Use aggregate functions

pg_search supports pushing down aggregate functions (COUNT, SUM, AVG, MIN, MAX) to the index level for execution, which significantly improves query performance. This feature is only effective for columns configured as “fast fields.”

Example: Count the number of matching products and calculate their total price:

-- Query the count and sum of price for products where description contains 'laptop'
EXPLAIN (FORMAT TEXT, COSTS OFF, TIMING OFF, VERBOSE)
SELECT COUNT(*), SUM(price) FROM products WHERE description @@@ 'laptop';

The EXPLAIN output shows that the query plan uses a Custom Scan (ParadeDB Scan), indicating that the aggregation operation has been successfully pushed down.

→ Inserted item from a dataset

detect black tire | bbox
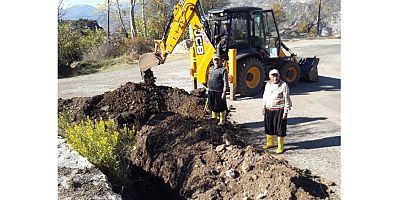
[279,61,300,86]
[237,57,265,96]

Considerations and limitations

shared_preload_libraries configuration: For SynxDB, you must add pg_search to shared_preload_libraries and restart the database. This is a prerequisite for the extension to work correctly.
Cloud database services: On managed cloud database services (such as Amazon RDS), you may not be able to install pg_search unless the provider explicitly supports the extension.
Aggregate function limitations:
- Aggregate pushdown only works for fields marked as "fast": true in the index.
- DISTINCT aggregates are not supported. Queries containing DISTINCT will fall back to PostgreSQL’s native execution plan and will not benefit from the performance advantages of index acceleration.
Background process: pg_search relies on a background worker process to handle index writes. If this process does not start correctly, it may lead to database connection issues.
Query limitations: pg_search currently only supports single-table queries and does not support multi-table joins.
Partitioned tables: pg_search does not support partitioned tables.